Small U.S. businesses cut back on borrowing a fourth straight month in March, all but reversing a short-lived surge after the Federal Reserve launched its asset-buying program aimed at boosting growth and jobs.

The Thomson Reuters/PayNet Small Business Lending Index, which measures the overall volume of financing to small U.S. companies, fell to 98.5 from an upwardly revised 105.4 in February, PayNet said on Wednesday. PayNet had initially reported the February figure at 101.3.

Business borrowing can point to trends in growth and employment, because when small firms take out loans they generally spend the money on new tools, factories and equipment. Such capital investment can be a prelude to new hiring.

Historically, PayNet's lending index has correlated to overall economic growth one or two quarters in the future.

Fed policymakers are set to complete a two-day meeting on Wednesday afternoon, and are expected to hold to their current program of buying $85 billion a month of Treasuries and housing-backed bonds.

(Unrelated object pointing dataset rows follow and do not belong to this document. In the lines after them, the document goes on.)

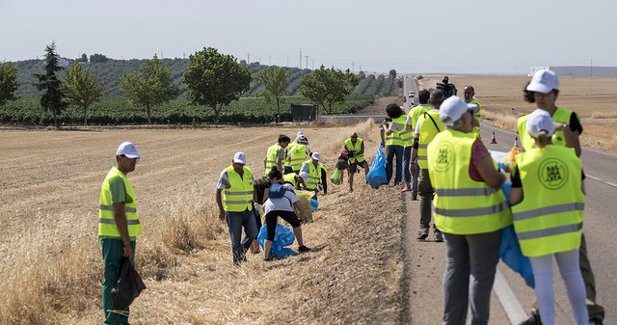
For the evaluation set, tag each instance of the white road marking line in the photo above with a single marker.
(513, 308)
(601, 180)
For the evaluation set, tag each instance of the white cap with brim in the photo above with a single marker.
(127, 149)
(544, 81)
(540, 120)
(240, 158)
(453, 108)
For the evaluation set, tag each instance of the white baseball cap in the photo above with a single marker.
(240, 158)
(453, 108)
(544, 81)
(540, 120)
(127, 149)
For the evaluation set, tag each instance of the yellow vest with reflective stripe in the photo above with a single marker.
(462, 206)
(107, 223)
(271, 157)
(314, 175)
(297, 155)
(350, 147)
(550, 217)
(428, 131)
(239, 196)
(394, 139)
(561, 115)
(291, 179)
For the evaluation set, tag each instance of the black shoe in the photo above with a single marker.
(534, 319)
(595, 321)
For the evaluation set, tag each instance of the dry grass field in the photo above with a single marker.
(51, 270)
(594, 99)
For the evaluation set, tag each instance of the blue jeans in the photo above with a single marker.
(392, 151)
(113, 250)
(406, 161)
(235, 222)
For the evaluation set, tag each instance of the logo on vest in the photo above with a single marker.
(553, 174)
(445, 157)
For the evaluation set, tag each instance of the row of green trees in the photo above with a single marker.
(212, 79)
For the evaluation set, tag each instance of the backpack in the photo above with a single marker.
(277, 191)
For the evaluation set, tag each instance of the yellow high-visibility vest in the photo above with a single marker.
(427, 132)
(314, 175)
(561, 115)
(549, 219)
(351, 147)
(271, 157)
(239, 196)
(462, 205)
(394, 139)
(107, 223)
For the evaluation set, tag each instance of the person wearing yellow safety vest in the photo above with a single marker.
(311, 173)
(470, 210)
(119, 225)
(235, 197)
(428, 126)
(469, 92)
(391, 136)
(354, 146)
(412, 120)
(275, 156)
(548, 201)
(543, 90)
(297, 152)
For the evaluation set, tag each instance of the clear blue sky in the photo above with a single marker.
(483, 36)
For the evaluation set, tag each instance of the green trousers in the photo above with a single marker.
(595, 311)
(113, 249)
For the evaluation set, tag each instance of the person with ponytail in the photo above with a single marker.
(547, 210)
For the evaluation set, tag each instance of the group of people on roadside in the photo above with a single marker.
(460, 186)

They are also expected to renew a pledge to keep short-term rates at rock-bottom until unemployment drops to at least 6.5 percent, assuming inflation stays under control.

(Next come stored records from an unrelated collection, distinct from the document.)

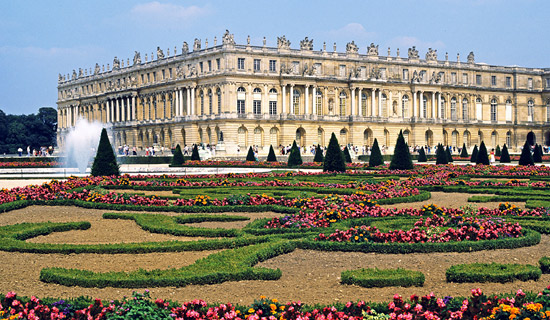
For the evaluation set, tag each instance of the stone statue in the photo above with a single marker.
(283, 43)
(228, 38)
(160, 54)
(197, 45)
(351, 47)
(471, 58)
(372, 50)
(306, 44)
(413, 53)
(116, 64)
(137, 58)
(431, 55)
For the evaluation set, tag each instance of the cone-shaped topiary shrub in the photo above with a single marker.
(474, 154)
(441, 155)
(318, 155)
(271, 155)
(526, 159)
(504, 156)
(347, 156)
(195, 154)
(482, 156)
(250, 155)
(177, 158)
(537, 154)
(375, 158)
(401, 158)
(422, 155)
(294, 158)
(105, 160)
(334, 159)
(464, 152)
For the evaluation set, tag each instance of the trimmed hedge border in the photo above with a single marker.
(492, 272)
(379, 278)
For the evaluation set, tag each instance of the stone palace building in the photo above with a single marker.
(231, 96)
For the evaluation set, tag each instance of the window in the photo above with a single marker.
(343, 97)
(493, 110)
(241, 96)
(257, 101)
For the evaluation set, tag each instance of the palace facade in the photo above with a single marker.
(232, 96)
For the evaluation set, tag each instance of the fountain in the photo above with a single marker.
(81, 144)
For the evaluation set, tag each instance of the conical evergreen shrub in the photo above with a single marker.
(318, 154)
(464, 152)
(294, 158)
(375, 158)
(195, 154)
(401, 158)
(526, 159)
(271, 155)
(473, 158)
(177, 158)
(347, 155)
(504, 156)
(482, 156)
(441, 155)
(422, 155)
(250, 155)
(105, 160)
(537, 154)
(334, 159)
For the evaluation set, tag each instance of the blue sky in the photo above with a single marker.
(39, 39)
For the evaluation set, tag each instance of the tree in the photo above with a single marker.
(294, 159)
(347, 156)
(177, 158)
(195, 154)
(250, 155)
(271, 155)
(441, 155)
(537, 154)
(334, 159)
(504, 156)
(474, 154)
(464, 152)
(401, 158)
(105, 160)
(526, 159)
(318, 154)
(482, 156)
(422, 155)
(375, 158)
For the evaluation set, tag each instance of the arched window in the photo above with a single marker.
(241, 97)
(257, 101)
(343, 97)
(296, 102)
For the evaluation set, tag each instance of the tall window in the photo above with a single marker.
(465, 109)
(257, 101)
(493, 110)
(343, 97)
(241, 96)
(296, 102)
(453, 109)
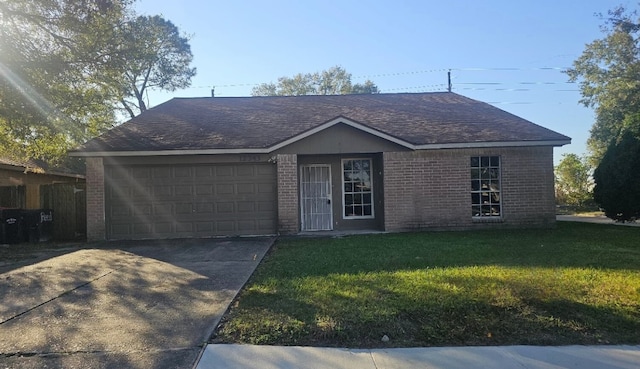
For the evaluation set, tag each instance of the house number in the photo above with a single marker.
(249, 158)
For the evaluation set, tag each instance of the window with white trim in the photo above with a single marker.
(485, 187)
(357, 188)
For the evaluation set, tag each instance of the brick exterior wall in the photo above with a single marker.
(432, 188)
(288, 216)
(95, 200)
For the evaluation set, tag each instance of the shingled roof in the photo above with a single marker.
(263, 124)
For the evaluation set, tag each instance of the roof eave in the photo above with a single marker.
(436, 146)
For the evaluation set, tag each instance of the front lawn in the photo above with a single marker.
(577, 284)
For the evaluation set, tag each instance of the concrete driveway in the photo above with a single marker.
(148, 304)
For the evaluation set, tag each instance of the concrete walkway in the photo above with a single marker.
(598, 219)
(520, 357)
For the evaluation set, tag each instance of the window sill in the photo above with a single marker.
(487, 219)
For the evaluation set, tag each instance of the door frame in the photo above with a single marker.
(329, 197)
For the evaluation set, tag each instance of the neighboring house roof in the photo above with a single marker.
(35, 166)
(264, 124)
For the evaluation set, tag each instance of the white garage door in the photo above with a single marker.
(176, 201)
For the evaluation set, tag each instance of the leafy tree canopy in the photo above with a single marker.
(573, 181)
(333, 81)
(68, 66)
(609, 75)
(618, 175)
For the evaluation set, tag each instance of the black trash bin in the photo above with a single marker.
(10, 226)
(37, 225)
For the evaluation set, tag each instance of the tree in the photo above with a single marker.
(573, 184)
(617, 178)
(66, 66)
(333, 81)
(157, 57)
(609, 74)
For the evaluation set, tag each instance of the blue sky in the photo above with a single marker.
(507, 53)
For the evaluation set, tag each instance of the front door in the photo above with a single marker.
(315, 196)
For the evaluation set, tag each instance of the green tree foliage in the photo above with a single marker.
(333, 81)
(157, 57)
(617, 178)
(609, 75)
(67, 66)
(573, 181)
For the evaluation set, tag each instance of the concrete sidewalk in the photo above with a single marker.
(504, 357)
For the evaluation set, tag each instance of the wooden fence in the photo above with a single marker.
(13, 196)
(68, 202)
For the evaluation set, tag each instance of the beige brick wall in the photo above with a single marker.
(288, 216)
(95, 199)
(431, 188)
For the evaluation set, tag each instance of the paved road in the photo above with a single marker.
(121, 305)
(500, 357)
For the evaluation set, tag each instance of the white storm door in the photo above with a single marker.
(315, 196)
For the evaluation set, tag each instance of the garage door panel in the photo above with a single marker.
(225, 189)
(190, 201)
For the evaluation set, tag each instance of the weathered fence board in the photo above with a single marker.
(68, 202)
(13, 197)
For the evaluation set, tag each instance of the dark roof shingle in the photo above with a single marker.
(262, 122)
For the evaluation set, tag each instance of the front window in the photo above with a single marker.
(485, 186)
(357, 188)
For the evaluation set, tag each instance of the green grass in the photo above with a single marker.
(577, 284)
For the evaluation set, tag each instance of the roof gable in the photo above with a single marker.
(265, 124)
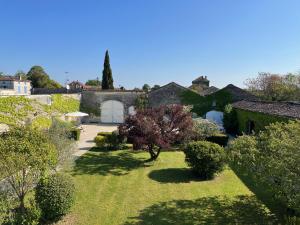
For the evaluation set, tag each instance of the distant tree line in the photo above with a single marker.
(275, 87)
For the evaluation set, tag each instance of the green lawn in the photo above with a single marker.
(120, 188)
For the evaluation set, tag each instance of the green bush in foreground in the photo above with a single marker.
(272, 158)
(55, 196)
(205, 158)
(100, 141)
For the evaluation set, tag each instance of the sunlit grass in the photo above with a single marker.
(120, 188)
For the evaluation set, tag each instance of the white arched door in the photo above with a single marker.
(112, 112)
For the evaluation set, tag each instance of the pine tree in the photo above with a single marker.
(107, 79)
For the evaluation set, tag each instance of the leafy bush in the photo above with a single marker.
(103, 133)
(204, 128)
(205, 158)
(100, 141)
(59, 134)
(230, 120)
(75, 134)
(55, 196)
(272, 159)
(220, 139)
(31, 216)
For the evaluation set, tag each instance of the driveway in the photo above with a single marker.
(88, 134)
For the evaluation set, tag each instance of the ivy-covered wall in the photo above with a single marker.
(260, 120)
(204, 104)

The Fed meeting comes against a backdrop of mixed economic signals, with consumer confidence and home prices rising, but manufacturing in the U.S. Midwest unexpectedly shrinking.

"They don't have an appetite to take risk... they must have an opinion that the risks are too great," PayNet founder Bill Phelan said in an interview.

Without that appetite, small businesses are not expanding quickly, and are not as apt to hire.

Small business borrowing in March failed to grow at all compared to last March, the index showed, and has given up nearly all its gains since the Fed launched its third round of quantitative easing last September.

And there are early signs that financial stress is building, with companies having more trouble paying back their loans.

Delinquencies of 31 to 180 days rose to 1.6 percent of all loans made in March, the first rise in more than three years, PayNet data showed.

Accounts overdue as a percentage of all loans rose as high as 4.73 percent in August 2009 before falling steadily to an all-time low of 1.58 percent in February.

PayNet collects real-time loan information, such as originations and delinquencies, from more than 250 leading U.S. lenders.